A group of middle and high schoolers stood in the center of the Española Public Library the morning of March 7 and told a multi-generational audience what a seed is.
Family, culture and life, worth more than money, worth a life, and magical, were their definitions.
Since September, the young people have gathered to design and found a seed library with the guidance of Tesuque farmer and activist Emily Arasim, Tewa Women United Environmental Health and Environmental Justice Coordinator Beata Tsosie-Peña and Española Public Library Director and Head Librarian Sherry Aragon.
Now, after the March 7 launch, anyone from the community can visit the library, choose seeds from a big cabinet by the southern windows, grow them and return seeds next season.
“We learned about the three sisters—beans, squash and corn—how they all protect each other,” said Amera Shije, one of the students, describing the group’s meetings. “And we just really learned about seeds, and why we are doing this project was to help the community and really have this beautiful array of seeds for you guys to choose and donate to.”
Elders and mentors also spoke at the launch. Tsosie-Peña, Española farmer Don Bustos, Honor Our Pueblo Existence Founder Marian Naranjo, of Santa Clara Pueblo, and Tesuque Farmer Emigdio Ballon shared their visions of food sovereignty, environmental justice and community.
“You cannot afford to let those ancestral, traditional knowledges go away,” Naranjo said. “We don’t know what’s going to happen, but we see what’s happening in our world, atomic bombs that are planted here in our sacred place, and on and on and on. And it’s so vital that we continue these traditional ways, because it was survival for hundreds of years.”
Bustos said that food sovereignty is freedom.
“I’ll go back and I’ll repeat what my dad said,” he said. “If you can grow your own beans, your own chile and your own corn, the rest of the world can go to pot, and you’ll still be able to feed yourself. So to me that’s what it is. It’s a sense of freedom. If we’re allowed to grow our own food the way we decide, that’s the freedom that we want.”

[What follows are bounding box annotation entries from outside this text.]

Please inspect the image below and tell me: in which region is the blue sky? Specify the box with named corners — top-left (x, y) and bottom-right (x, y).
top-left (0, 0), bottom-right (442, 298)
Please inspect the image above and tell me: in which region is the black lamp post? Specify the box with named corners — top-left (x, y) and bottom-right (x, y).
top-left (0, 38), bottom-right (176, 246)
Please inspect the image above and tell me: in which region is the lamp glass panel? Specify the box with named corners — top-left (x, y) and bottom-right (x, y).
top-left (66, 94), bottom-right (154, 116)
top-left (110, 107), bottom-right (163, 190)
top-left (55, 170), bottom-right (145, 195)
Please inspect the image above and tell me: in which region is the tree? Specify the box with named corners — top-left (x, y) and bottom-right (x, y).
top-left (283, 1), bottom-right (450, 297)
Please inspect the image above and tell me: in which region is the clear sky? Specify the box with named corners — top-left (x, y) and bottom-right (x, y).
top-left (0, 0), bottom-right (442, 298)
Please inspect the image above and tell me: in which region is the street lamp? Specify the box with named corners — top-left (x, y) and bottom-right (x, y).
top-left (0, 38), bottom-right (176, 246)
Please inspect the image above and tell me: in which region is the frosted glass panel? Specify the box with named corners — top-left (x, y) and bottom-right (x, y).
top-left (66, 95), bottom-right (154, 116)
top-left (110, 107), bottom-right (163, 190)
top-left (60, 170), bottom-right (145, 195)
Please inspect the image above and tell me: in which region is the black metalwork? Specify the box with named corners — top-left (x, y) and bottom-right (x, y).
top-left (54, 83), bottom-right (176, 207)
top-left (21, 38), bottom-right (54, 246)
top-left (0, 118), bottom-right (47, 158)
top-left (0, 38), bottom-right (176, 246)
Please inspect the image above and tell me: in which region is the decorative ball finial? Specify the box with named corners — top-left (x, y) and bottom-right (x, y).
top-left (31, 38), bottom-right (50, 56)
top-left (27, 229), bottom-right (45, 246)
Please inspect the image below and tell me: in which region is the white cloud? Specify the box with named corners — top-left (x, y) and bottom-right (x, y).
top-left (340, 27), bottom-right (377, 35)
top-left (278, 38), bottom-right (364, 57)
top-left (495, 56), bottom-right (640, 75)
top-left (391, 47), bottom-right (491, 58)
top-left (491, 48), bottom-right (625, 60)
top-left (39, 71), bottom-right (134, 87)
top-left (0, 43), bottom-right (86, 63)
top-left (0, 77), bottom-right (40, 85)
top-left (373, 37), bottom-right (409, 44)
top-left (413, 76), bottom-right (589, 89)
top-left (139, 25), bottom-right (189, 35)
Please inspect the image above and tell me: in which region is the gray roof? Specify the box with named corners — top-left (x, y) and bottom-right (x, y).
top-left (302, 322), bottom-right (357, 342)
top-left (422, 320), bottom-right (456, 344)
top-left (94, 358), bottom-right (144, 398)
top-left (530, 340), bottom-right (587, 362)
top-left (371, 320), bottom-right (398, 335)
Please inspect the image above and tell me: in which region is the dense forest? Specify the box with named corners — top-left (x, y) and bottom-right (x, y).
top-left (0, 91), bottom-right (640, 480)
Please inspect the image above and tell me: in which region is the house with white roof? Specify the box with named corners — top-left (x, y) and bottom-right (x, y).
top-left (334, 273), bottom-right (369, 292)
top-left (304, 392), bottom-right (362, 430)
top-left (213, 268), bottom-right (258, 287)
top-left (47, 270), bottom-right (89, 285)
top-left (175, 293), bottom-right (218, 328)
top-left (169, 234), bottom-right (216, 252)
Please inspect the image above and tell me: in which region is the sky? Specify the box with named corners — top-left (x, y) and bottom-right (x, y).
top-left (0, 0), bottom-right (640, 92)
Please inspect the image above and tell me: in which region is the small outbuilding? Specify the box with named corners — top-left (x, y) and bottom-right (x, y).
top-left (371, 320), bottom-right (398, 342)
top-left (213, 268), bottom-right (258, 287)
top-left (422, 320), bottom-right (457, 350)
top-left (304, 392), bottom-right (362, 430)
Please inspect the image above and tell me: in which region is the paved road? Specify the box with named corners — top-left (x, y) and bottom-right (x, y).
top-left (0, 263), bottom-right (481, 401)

Tsosie-Peña also described freedom.
“Food and seed sovereignty is freedom from any oppressive colonial institutions telling us how to survive and live on a daily basis,” she said. “To me, if we lose our ability to feed ourselves, to have clean water to drink and water our crops, then that assimilation and that colonization has won. So we have to keep resisting. It’s an act of resistance to plant and to grow food and to continue to have our spiritual, cultural, physical relations with our environment and our lands.”
The seed library is part of this resistance.
Like books, the seeds are organized by categories, including “corn,” “beans” and “flowers.”
Patrons must fill out a “seed caregiver sign-up” form, providing contact information and stating the quantities of seeds they take. Librarians will save the forms in a binder, and each time patrons borrow more seeds, they should update their forms.
They are not required to return any seeds but are encouraged to.
During the launch, student Mitchell Gray read the seed library’s blessing, which each patron of the seed library will be asked to read and sign before participating:
“In receiving these seeds, I commit to honoring Indigenous Nations, Pueblo communities, and other land-based Peoples who have protected and passed on these seeds, and their stories, for Countless generations. I commit to acting with care, respect and reverence as a guardian of these seed teachers—and promise that I will never sell, commodify, or exploit them in any way, as seeds are a gift from Earth that give life. I commit to planting, tending and harvesting in the best way that I can, and to returning seeds back to the library in the future when I am able. I recognize that in choosing to care for these seeds, I take on a responsibility to use my voice to speak for the health of seeds, waters, and land—and to protect against any attempt to steal, degrade, commodify, or harm this precious heritage.”